The impact of AI will be different depending on the type of professional – bank manager, financial advisor or private banker – and the type of client, segmented by size of assets (mass market, affluent or private), by generational cohort (age) and by other socio-demographic variables (gender, marital status, residence, profession, etc.).
From an analysis carried out by FINER on the main experts and users of AI in the banking sector and in the networks of financial advisors, it emerges first of all that we must distinguish predictive AI from generative AI: the former uses data to predict or deduce a highly probable event that could occur in the future, the latter uses data to create new content.
In the world of banking, predictive AI finds and will increasingly find application in the field of evaluating the greater or lesser propensity to purchase products/services as well as in the greater or lesser aptitude to use different channels.
predictive AI will therefore be able to direct the offer and the optimal channel to propose an investment product, a policy or a mortgage in a targeted way on the individual potential customer, exponentially increasing the probability of success of the commercial proposition.

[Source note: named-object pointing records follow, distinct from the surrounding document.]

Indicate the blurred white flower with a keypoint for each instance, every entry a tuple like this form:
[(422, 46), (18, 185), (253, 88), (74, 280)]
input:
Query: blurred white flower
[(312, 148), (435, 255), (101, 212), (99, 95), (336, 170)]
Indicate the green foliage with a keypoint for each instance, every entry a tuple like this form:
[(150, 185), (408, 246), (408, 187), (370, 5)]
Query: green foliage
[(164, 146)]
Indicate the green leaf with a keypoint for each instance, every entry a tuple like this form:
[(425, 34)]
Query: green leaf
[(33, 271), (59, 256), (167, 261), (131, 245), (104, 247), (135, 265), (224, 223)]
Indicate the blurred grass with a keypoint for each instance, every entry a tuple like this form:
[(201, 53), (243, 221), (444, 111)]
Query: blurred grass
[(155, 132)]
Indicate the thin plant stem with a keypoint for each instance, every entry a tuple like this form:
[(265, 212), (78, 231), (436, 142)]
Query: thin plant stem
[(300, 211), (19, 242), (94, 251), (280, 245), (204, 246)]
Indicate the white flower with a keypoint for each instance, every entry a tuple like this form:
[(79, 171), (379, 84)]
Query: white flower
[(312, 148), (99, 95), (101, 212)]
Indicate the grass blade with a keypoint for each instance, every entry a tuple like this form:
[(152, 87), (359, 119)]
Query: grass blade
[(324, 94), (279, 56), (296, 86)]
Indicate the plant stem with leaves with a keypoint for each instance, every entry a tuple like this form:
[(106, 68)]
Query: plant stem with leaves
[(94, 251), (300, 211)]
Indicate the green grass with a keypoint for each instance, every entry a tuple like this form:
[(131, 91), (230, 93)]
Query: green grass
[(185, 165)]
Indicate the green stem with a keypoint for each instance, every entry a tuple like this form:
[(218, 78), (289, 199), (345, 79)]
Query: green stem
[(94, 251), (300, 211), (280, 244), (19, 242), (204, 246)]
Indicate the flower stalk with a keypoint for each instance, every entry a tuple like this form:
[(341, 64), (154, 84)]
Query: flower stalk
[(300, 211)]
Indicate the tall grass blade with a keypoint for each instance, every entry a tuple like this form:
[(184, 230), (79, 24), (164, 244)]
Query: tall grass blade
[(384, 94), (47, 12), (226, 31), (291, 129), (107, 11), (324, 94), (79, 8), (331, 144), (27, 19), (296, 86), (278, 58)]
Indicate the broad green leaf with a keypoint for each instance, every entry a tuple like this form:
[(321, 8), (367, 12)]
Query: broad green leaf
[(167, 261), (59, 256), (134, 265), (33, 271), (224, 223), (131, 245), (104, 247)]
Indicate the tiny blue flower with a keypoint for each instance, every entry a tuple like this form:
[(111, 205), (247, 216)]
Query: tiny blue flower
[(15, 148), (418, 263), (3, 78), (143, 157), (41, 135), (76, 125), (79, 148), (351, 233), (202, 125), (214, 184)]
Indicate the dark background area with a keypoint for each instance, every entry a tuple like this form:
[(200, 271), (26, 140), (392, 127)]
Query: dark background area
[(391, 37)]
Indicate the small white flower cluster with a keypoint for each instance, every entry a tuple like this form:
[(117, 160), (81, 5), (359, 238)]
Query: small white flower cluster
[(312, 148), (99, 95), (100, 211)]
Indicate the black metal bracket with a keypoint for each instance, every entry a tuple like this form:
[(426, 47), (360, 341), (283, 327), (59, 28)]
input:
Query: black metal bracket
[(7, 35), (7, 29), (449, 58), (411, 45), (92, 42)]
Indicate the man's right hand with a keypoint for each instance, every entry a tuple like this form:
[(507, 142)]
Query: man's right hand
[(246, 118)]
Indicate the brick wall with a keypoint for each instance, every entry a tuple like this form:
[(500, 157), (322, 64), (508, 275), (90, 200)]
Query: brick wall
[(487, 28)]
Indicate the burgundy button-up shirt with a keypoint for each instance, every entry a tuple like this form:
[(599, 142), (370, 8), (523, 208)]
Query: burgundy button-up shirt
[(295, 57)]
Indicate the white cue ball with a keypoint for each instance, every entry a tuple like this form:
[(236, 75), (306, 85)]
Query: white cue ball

This could be done even before AI arrived, the difference lies in the fact that before, data was used in a static way, excluding statistically less relevant phenomena (the so-called data tails), while today, thanks to AI, every digital trace is analyzed in a dynamic and – indeed – predictive way.
In other words, with predictive AI it is much more likely to identify a possible trend from a weak and hidden signal than what happened in the past.
Predictive AI will have a significant impact on the implementation of traditional banking activities (transactions, e-money), in credit activities (risk analysis on mortgages, loans and financing): it is and will be increasingly widely used by bank managers dedicated to segments of medium-capitalized customers (mass market and low affluent), with more basic needs, on average younger and more oriented towards the use of digital channels.
Predictive AI can be likened to a sort of virtual assistant to which routine and medium-low added value operations can be delegated: with it, the professional – whether bank manager or financial advisor – will therefore be able to manage many more clients than in the past with the same amount of time and energy.
On the other hand, generative AI, starting from data to generate new content, will be able to create new narratives to be used with more advanced, demanding and well-capitalized clients (upper affluent and private), each one different from the other, as many as the types of clients.
Generative AI will be a real co-pilot who will sit in the cockpit alongside the commander impersonated by the financial advisor and the private banker, whose role is difficult to replace by the autopilot, especially during take-off and landing.
The optimal adoption of AI in banks and networks depends a lot on the vision of top management, just look at who recruits the best talents to discover who is short-sighted and who is far-sighted.